Selon l'Institut géologique américain, un violent séisme de magnitude 6,4 a frappé lundi à 20h07 GMT le centre du Japon, faisant une centaine de blessés et provoquant un mini tsunami.
Pour sa part, l'Agence météorologique japonaise estime la magnitude à 6,5, rectifiant le chiffre de 6,6 donné auparavant.
Le tremblement de terre s'est produit dans l'océan Pacifique, à 26,8 km de profondeur seulement, et à 30 km des côtes de la préfecture de Shizuoka (centre).
La secousse, très violente, a été ressentie à Tokyo, située à 170 km plus au nord, où les immeubles ont tremblé.

Une alerte au tsunami a été déclenchée puis levée
Immédiatement après le séisme, une alerte au tsunami a été mise en place.
Elle a été levée après que l'Agence météorologique nippone ait constaté un mini raz-de-marée de 40 cm de hauteur dans certains ports de la côte.
Une centaine de personnes ont été blessées
Une centaine de personnes ont été blessées, la plupart par la chute d'objets, et trois d'entre elles se trouvaient dans un état grave, précisent des responsables des préfectures côtières de Shizuoka, Kanagawa et Aichi (centre).
Des dégâts ?
Selon Le gouverneur de la préfecture de Shizuoka, Heita Kawakatsu, a il n'y aurait « aucune information faisant état de dégâts importants ».

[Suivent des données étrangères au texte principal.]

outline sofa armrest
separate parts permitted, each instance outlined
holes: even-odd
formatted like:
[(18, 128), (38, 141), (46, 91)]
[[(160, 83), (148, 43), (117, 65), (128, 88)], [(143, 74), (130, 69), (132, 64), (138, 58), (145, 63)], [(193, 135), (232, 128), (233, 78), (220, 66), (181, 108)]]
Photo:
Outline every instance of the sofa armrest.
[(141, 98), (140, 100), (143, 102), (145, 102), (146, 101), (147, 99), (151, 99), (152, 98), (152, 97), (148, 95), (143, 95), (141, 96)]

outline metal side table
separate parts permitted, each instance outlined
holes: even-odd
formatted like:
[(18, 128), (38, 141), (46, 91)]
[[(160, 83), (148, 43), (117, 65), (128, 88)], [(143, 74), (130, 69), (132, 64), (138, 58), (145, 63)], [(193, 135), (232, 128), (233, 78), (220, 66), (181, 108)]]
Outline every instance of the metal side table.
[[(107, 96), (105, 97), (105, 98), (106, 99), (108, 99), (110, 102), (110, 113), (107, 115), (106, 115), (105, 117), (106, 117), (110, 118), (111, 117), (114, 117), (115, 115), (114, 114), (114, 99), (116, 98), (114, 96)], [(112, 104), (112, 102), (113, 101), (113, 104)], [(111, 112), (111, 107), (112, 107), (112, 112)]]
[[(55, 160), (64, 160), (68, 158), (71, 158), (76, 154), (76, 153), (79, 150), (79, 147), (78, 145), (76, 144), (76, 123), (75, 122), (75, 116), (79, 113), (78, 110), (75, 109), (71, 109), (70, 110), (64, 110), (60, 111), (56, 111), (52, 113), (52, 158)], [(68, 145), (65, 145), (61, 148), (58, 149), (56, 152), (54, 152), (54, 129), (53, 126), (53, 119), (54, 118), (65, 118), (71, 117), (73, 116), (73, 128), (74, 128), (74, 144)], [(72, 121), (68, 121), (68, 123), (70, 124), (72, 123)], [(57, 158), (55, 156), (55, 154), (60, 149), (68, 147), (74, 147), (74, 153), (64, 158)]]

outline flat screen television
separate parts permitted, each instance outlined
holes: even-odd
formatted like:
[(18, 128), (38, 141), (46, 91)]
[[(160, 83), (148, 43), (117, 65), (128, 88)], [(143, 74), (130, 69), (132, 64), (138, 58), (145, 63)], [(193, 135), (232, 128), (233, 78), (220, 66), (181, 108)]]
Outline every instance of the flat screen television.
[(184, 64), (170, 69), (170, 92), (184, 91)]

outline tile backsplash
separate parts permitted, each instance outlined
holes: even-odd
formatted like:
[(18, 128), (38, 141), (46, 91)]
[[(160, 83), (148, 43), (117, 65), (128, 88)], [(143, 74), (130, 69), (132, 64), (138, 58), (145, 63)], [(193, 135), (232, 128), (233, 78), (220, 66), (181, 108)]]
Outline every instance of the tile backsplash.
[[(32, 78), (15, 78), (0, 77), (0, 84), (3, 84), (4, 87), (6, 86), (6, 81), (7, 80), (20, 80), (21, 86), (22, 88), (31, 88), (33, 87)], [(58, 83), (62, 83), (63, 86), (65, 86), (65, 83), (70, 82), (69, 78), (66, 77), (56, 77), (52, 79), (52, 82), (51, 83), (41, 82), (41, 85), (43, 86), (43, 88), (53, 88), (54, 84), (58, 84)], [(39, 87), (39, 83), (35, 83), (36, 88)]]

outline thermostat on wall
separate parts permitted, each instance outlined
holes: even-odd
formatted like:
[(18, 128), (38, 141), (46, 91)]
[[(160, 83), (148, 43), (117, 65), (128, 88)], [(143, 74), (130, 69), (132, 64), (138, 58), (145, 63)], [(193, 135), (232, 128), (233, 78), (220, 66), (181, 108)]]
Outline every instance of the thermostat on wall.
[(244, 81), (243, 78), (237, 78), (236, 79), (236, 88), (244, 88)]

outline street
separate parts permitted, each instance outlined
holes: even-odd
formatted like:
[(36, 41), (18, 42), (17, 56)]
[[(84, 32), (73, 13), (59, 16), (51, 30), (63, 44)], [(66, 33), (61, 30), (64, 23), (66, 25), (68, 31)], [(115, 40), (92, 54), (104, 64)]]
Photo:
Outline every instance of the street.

Deux réacteurs de la centrale nucléaire de Hamaoka, située dans la région, se sont arrêtés en procédure d'urgence, précise la société exploitante, Chubu Electric Power, mais « aucune anomalie n'a été constatée à la centrale », précise un responsable.
Le trafic sur l'un des principaux axes ferroviaires du Japon, la ligne Shinkansen Tokaido, a été rétabli entre Tokyo et la métropole de Nagoya (centre), après que des agents eurent vérifié la sécurité des voies.
En revanche, l'autoroute entre Tokyo et la préfecture d'Aichi (centre), qui traverse la zone touchée par le séisme, était en revanche toujours fermée à 04H00 GMT.
Après le séisme, le typhon Etau arrive !
Un responsable de l'Agence météorologique précise que la préfecture de Shizuoka se prépare à subir les effets du passage au large du typhon Etau, expliquant qu'il y avait des risques de glissements de terrain, à cause de la combinaison entre les fortes précipitations à venir et les conséquences du séisme, qui a rendu le sol instable à certains endroits.